# Another possibly dumb question..."retiring" Euro currency?



## BarbTF (Apr 29, 2019)

When I visited England a few years ago I ran into a situation where the UK currency I had had been "retired" and the only way to be able to use it was to turn it in at a bank for the new bills (or possibly it was too late even to do that.) I discovered this when I went to use it to buy a coffee--no big deal since it wasn't much money, just a bill or two left over from an earlier trip to England.

Right now I've got a couple hundred Euros in cash that I got prior to a trip in, I think, October 2018. It could have been a year or two before that, even. (I don't tend to use much cash when I'm traveling and I exchanged way too much!) I'm currently packing up for my trip to head out tomorrow, and I had a sudden panicked thought that maybe they had also been "retired".

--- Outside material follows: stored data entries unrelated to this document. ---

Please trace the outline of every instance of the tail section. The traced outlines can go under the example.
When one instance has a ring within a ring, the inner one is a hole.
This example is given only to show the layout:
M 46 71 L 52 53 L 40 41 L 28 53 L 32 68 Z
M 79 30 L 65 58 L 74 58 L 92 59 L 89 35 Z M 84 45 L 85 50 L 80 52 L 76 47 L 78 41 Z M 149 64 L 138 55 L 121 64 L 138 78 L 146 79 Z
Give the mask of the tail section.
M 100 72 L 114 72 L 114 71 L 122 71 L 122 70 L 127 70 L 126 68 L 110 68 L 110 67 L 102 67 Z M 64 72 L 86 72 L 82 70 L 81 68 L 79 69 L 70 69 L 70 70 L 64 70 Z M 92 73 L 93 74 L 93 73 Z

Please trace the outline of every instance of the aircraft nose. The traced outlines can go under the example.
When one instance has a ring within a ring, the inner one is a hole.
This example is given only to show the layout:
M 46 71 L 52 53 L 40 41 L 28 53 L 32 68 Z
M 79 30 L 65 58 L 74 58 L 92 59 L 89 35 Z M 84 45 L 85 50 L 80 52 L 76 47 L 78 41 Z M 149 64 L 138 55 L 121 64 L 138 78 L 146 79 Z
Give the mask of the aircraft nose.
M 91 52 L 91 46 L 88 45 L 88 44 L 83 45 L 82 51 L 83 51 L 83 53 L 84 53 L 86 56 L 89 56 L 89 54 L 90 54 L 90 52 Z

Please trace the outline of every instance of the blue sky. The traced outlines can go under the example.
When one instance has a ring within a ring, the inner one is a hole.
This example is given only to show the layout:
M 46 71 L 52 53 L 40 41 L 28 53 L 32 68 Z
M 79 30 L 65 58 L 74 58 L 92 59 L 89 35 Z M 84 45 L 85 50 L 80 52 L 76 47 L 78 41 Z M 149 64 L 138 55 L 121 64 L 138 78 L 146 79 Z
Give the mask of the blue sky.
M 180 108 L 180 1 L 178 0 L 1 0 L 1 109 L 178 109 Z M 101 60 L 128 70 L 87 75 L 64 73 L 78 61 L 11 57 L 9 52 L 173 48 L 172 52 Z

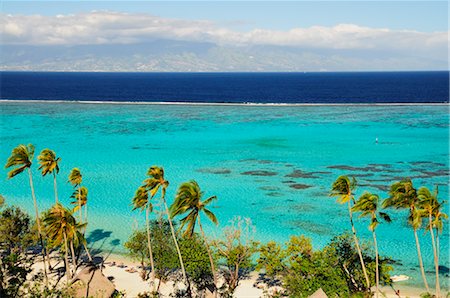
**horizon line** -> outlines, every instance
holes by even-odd
[[[172,106],[245,106],[245,107],[296,107],[296,106],[449,106],[449,102],[387,102],[387,103],[253,103],[253,102],[182,102],[182,101],[95,101],[95,100],[43,100],[0,99],[2,103],[63,103],[63,104],[110,104],[110,105],[172,105]]]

Those would still be valid to use, right? Gosh I hope so or I'm out a couple hundred bucks!


----------



## tardigrade (May 23, 2021)

though not the best price, exchange at the aeroport before you go.


----------



## Keri22 (Jun 12, 2010)

BarbTF said:


> When I visited England a few years ago I ran into a situation where the UK currency I had had been "retired" and the only way to be able to use it was to turn it in at a bank for the new bills (or possibly it was too late even to do that.) I discovered this when I went to use it to buy a coffee--no big deal since it wasn't much money, just a bill or two left over from an earlier trip to England.
> 
> Right now I've got a couple hundred Euros in cash that I got prior to a trip in, I think, October 2018. It could have been a year or two before that, even. (I don't tend to use much cash when I'm traveling and I exchanged way too much!) I'm currently packing up for my trip to head out tomorrow, and I had a sudden panicked thought that maybe they had also been "retired".
> 
> Those would still be valid to use, right? Gosh I hope so or I'm out a couple hundred bucks!


Your Euro notes from 2018 should be ok. I ran into a similar problem with Swedish krona because they Swedish government changes the notes rather frequently.


----------



## boilerman (May 16, 2010)

Not a dumb question at all, as it got me thinking. 
Seems they're ok to use

Old Euro Banknotes, Are they Still Valid, Till When, How to Exchange? | Winngie


----------



## Bevdeforges (Nov 16, 2007)

Ah yes, another trans-Atlantic "culture shock" - the US always says that they will accept legal US tender forever, while most countries over on this side of the Pond periodically change over their currency. But the euro has only been around in cash form for about 20 years now. Nothing has been "retired" (yet) so you should be OK.


----------